For Assadollahi, the coup appeared staged for there is something fishy about it: “Erdogan called all the governments in the world. If there was a coup, why did the Foreign Ministry inform all of the countries that there has been a coup? If there was a coup, how much power and time do they have? Don’t they have to save their president? If there was a coup, he should have told the people to remain in their homes, not go out into the streets. But he told them that he would be at the Istanbul Airport and he came by airplane. Khomeini did the same thing by arriving by airplane and so many people waited for him. However, Erdogan came to the airport and the plane was empty. He spent 24 hours in the streets and the mosques. He brought the nation out onto the streets. Khomeini did the same thing. This is the motto of the dictators.” Assadollahi ponders how Erdogan managed to purge Turkish academia so quickly afterwards and concluded that this must all have been planned in advance: “Everything was ready. He did the Reconciliation Agreement with Israel so the world would be calm as he did this.”

All of this highlights the biases inherent in the Western media against secular Iranians and Turks: “The Obama administration has stipulated to the Voice of America Persian and Turkish desk that they are not allowed to air anything against US foreign policy for these countries. Any guests they bring and everything else must be aligned with Obama administration’s policy on Iran and Turkey. People outside that line have been fired from Iran especially after 2009. Now they are doing the same with Turkey. The Iranian regime has many lobbies inside the White House and Voice of America. They are very active in the US, both in the mainstream media and with the Obama administration.  They have a strong influence over the American and Canadian media. People like us that have been fighting for democracy and freedom in Iran are not given any publicity or voice and are not even recognized by the conservative let alone the mainstream media.”

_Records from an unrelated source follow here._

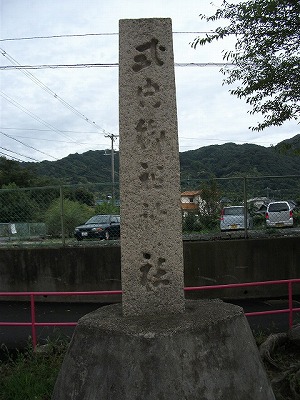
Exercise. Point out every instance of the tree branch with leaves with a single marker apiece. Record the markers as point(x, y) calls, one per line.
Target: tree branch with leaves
point(266, 57)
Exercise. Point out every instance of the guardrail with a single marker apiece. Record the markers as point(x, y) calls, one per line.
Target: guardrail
point(33, 323)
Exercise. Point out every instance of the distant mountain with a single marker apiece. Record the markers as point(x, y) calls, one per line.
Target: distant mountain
point(224, 160)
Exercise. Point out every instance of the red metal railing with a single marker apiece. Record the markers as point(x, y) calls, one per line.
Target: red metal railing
point(33, 323)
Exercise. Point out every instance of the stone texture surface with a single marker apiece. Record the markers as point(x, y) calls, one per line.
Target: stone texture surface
point(206, 353)
point(151, 241)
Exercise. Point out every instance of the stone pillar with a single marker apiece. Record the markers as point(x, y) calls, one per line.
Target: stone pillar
point(151, 232)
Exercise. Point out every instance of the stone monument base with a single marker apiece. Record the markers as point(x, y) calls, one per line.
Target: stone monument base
point(206, 353)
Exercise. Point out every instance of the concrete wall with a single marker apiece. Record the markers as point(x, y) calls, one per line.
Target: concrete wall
point(205, 263)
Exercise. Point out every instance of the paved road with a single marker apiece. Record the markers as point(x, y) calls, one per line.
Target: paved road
point(16, 337)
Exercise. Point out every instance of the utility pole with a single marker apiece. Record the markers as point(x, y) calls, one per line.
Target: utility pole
point(112, 138)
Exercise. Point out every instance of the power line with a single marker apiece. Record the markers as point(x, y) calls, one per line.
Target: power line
point(45, 130)
point(49, 91)
point(19, 154)
point(26, 145)
point(8, 155)
point(100, 65)
point(16, 104)
point(90, 34)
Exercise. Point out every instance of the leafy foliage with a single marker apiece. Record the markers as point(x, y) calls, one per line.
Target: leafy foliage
point(16, 205)
point(74, 214)
point(209, 211)
point(266, 57)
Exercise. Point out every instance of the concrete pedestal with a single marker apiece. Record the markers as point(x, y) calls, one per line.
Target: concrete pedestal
point(206, 353)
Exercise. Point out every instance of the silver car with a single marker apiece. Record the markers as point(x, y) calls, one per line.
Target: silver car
point(233, 218)
point(279, 214)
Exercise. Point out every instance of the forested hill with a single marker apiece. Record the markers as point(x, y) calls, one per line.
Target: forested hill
point(225, 160)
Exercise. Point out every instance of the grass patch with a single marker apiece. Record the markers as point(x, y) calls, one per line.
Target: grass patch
point(29, 374)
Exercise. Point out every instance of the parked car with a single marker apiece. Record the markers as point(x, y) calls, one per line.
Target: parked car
point(279, 214)
point(233, 218)
point(99, 227)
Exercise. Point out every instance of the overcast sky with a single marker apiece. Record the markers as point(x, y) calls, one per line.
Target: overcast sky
point(50, 113)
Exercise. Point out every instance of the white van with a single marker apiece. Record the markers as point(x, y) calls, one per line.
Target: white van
point(233, 218)
point(279, 214)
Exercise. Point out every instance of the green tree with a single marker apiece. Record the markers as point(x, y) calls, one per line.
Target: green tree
point(16, 205)
point(13, 172)
point(209, 208)
point(266, 57)
point(73, 212)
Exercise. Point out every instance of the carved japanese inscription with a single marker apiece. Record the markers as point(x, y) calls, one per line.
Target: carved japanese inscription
point(151, 240)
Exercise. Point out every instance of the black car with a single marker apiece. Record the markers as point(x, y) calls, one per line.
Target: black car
point(99, 227)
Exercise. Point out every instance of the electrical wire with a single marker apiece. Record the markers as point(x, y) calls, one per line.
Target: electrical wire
point(27, 145)
point(99, 65)
point(90, 34)
point(19, 154)
point(16, 104)
point(49, 91)
point(12, 157)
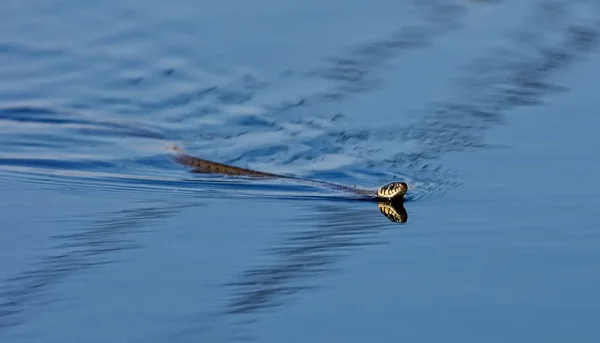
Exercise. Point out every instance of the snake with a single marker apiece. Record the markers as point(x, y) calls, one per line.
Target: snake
point(389, 197)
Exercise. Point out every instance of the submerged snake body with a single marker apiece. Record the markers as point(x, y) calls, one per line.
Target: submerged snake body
point(390, 197)
point(391, 191)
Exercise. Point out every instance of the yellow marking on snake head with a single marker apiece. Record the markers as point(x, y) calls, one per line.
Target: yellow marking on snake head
point(393, 190)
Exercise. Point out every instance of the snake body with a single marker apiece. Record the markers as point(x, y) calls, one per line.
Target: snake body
point(393, 191)
point(389, 197)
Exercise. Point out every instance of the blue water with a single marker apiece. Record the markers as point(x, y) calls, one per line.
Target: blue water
point(486, 109)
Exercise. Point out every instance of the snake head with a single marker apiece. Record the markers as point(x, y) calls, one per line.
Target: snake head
point(392, 191)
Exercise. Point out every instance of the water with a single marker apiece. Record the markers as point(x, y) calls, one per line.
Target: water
point(486, 109)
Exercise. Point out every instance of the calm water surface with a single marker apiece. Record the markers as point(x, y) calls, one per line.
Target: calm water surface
point(486, 109)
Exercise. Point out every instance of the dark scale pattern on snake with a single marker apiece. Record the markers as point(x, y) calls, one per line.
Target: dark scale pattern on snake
point(390, 197)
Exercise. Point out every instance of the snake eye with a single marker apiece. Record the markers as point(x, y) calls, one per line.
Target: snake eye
point(394, 190)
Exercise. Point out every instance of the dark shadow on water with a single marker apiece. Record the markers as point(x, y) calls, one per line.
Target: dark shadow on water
point(298, 262)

“They won’t recognize us secular people,” Assadollahi concluded. “The Western countries don’t want a secular Iran or Turkey. Why did NATO not do anything to protect Turkey’s secularism? Why didn’t the West help when the people protested in Taksim Square and were shot at? Didn’t the media see this? The West doesn’t want these countries to be democratic.  Canadian Prime Minister Justin Trudeau comes on air and gives a written statement that he was happy democracy was preserved but the statement was removed from his website. You didn’t know anything about Erdogan and you say he preserved democracy? Donald Trump said the US shouldn’t criticize Erdogan over the post-coup purge. All of the Western world followed the same language Obama used after the coup failed and then they become stronger. Erdogan has to follow the rule of law and democracy. Why is the West allowing another Islamic Republic of Iran?  After all of this, I don’t think the West wants us to be free and they want a weak Israel for the same reason. Maybe it is part of the agenda of the Iran deal. Perhaps Iran was promised to be the watchdog of the Middle East and they are creating unrest so Iran can remain in power. The Iranian government supported Erdogan after the coup and the purges. Between Iran and Turkey, there is going to be peace for one will be the great Sunni power and one will be the great Shia power.”